Notoungulata and Litopterna were two ancient orders of ungulates which only occurred in South America. Many of these species became extinct through competition with invading North American ungulates during the Great American Interchange, after the establishment of the Central American land bridge. A few survivors of this invasion were the litopterns Macrauchenia and Xenorhinotherium and the large notungulates Toxodon and Mixotoxodon. These last original South American hoofed animals died out eventually at the time of the arrival of humans at the end of the Pleistocene, along with numerous other large animals on the American continent (such as American elephants, horses, camels, sabre-toothed cats and ground sloths). As this genus was the last of the litopterns, its extinction ended that line of mammals.

Description[]

Macrauchenia was a member of the order litopterna, which belonged to very specific South American ungulates. Most of the representatives of litopterns went unfortunately extinct at the end of the Pliocene, after an overland to North America and the emergence of new predators and competition from new prey. Macrauchenia were sufficiently attuned to adapt to survive until the end of the Pleistocene. Macrauchenia patachonica died, apparently, only 10 thousand years ago. Macrauchenia was a hoofed mammal with three hoof-like toes.

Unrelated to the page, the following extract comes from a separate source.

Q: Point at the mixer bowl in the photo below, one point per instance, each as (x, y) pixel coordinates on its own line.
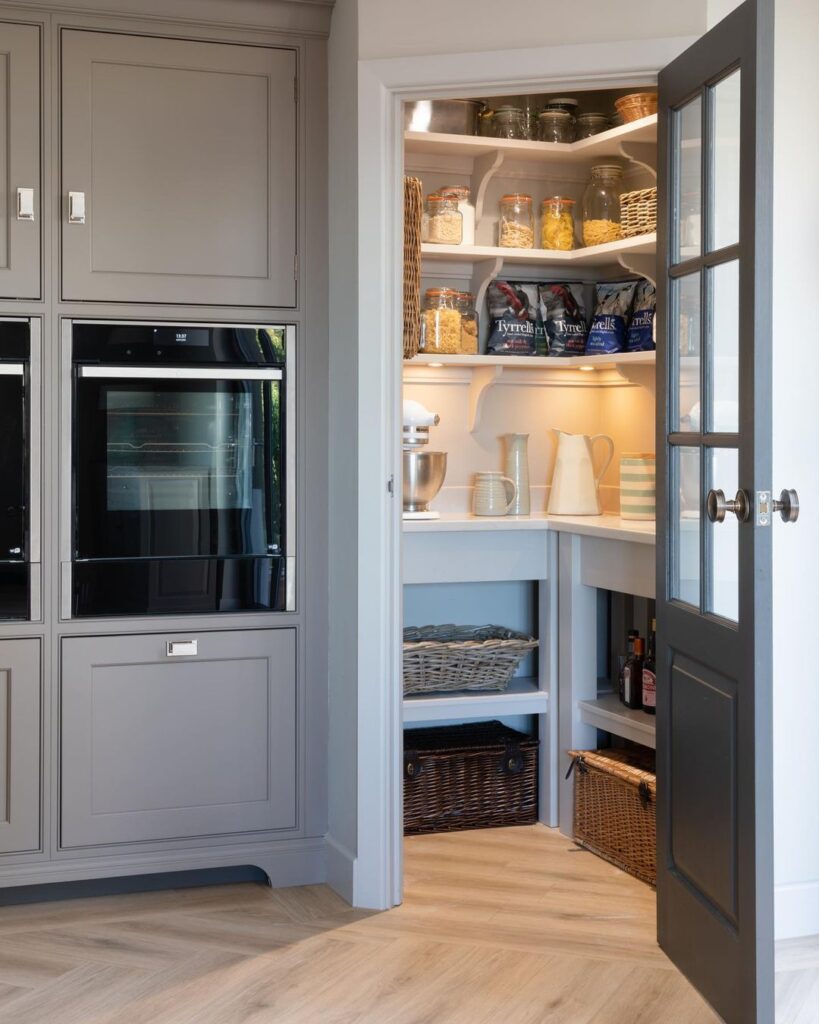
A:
(423, 478)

It reached a height of 1.4 m at the shoulders, which corresponds to the modern zebra, and weighed around 270 kg. Long and very strong legs ended in three fingers. The neck was very long, and the front of the snout is likely to end with a proboscis, adapted for plucking leaves, although the structure of the teeth are more like that of a grass eater. Remains were found of Macrauchenia, primarily in the southeastern Pampas, but the findings are also known in Venezuela.